Three-dimensional Gaussian Splatting represents a significant advance in 3D reconstruction, yet its training process currently faces limitations in efficiency and speed. To address these challenges, Junyi Wu, Jiaming Xu, and Jinhao Li, along with Yongkang Zhou from Shanghai Jiao Tong University, Jiayi Pan from Infinigence-AI, and Xingyang Li, present BalanceGS, a novel algorithm and system co-design. This research tackles inefficiencies arising from uneven data distribution and fragmented memory access during training, introducing techniques to automatically balance point distributions, dynamically allocate workload, and optimise memory access patterns. The team demonstrates that BalanceGS achieves a substantial 1.44x speedup on A100 GPUs while maintaining reconstruction quality, representing a key step towards real-time 3D reconstruction and broader applications of Gaussian Splatting technology.

Traditional 3DGS pipelines suffer from uneven distribution of Gaussians, imbalanced computation, and fragmented memory access, all of which hinder training speed. To overcome these challenges, the scientists engineered a heuristic workload-sensitive Gaussian density control method that dynamically balances point distributions, removing up to 80% of redundant Gaussians in dense regions while simultaneously filling gaps in sparse areas. This approach employs statistical density thresholding, calculating thresholds based on global density statistics to adapt to scene-wide variations without manual tuning.

In low-density regions, new points are generated using a Gaussian-based method, perturbed by random factors to avoid clustering, and iteratively added until desired density is achieved. Conversely, in high-density regions, redundant points are merged based on opacity weighting and dynamically defined merging radii, reducing computational overhead while preserving visual fidelity. Global density statistics are recalculated periodically to ensure the density control adapts to evolving point distributions. Further enhancing efficiency, the team developed similarity-based Gaussian sampling and merging, replacing a static processing approach with adaptive workload distribution.

This system allows processing units to dynamically handle variable numbers of Gaussians based on local cluster density, addressing significant workload imbalances observed in standard 3DGS implementations. The method incorporates color quantization, grouping, and opacity accumulation to optimize processing. Finally, the scientists implemented a reordering-based memory access mapping strategy that restructures RGB storage, enabling batch loading and accelerating the training process. Experiments demonstrate that this approach achieves a 1. Researchers identified three key inefficiencies in the conventional 3DGS pipeline: uneven Gaussian density, imbalanced computational workload, and fragmented memory access. These issues stem from the way Gaussians are distributed, processed, and stored during training. To address these challenges, the team developed a co-designed algorithm-system solution. First, a heuristic workload-sensitive density control was implemented, automatically balancing Gaussian distributions by removing up to 80% of redundant Gaussians in dense regions and filling gaps in sparse areas.

This adaptive densification strategy reduces computational waste and improves rendering quality. Second, a similarity-based Gaussian sampling and merging technique replaces a static processing approach with a dynamic workload distribution, allowing processing units to handle variable numbers of Gaussians based on local cluster density. Finally, a reordering-based memory access mapping strategy restructures RGB storage, enabling batch loading into shared memory. This approach overcomes limitations of traditional storage layouts, reducing color memory access time and improving data locality. Extensive experiments demonstrate that BalanceGS achieves a 1.

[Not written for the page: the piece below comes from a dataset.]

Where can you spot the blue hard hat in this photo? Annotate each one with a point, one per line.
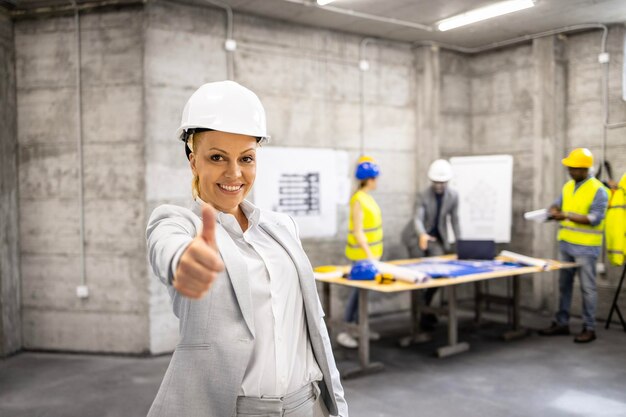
(367, 170)
(363, 271)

44x training speedup on a high-performance GPU, with negligible degradation in reconstruction quality as measured by standard image quality metrics. The team observed a 1. 33x speedup in overall training time, and a reduction in Gaussian density deviation. Measurements confirm that the new memory access strategy reduces access time, and the adaptive density control improves computational efficiency. Researchers developed a novel framework that addresses inefficiencies in the conventional 3DGS training pipeline, specifically those related to density allocation, computational workload, and memory access. The team introduced heuristic workload-sensitive density control, which automatically balances the distribution of Gaussians by reducing redundancy in dense areas and filling gaps in sparse regions. Furthermore, they implemented similarity-based Gaussian sampling and merging, dynamically distributing computational load based on local cluster density, and a reordering-based memory access strategy to improve data loading speeds.

Extensive experiments demonstrate that BalanceGS achieves a 1. 44x speedup in training compared to standard 3DGS, while maintaining high rendering quality. This improvement stems from optimizations at the algorithmic, system, and mapping levels, resulting in more efficient use of GPU resources. While the current work focuses on enhancing training speed, the researchers acknowledge that further investigation into adaptive strategies for varying scene complexities could yield additional performance gains.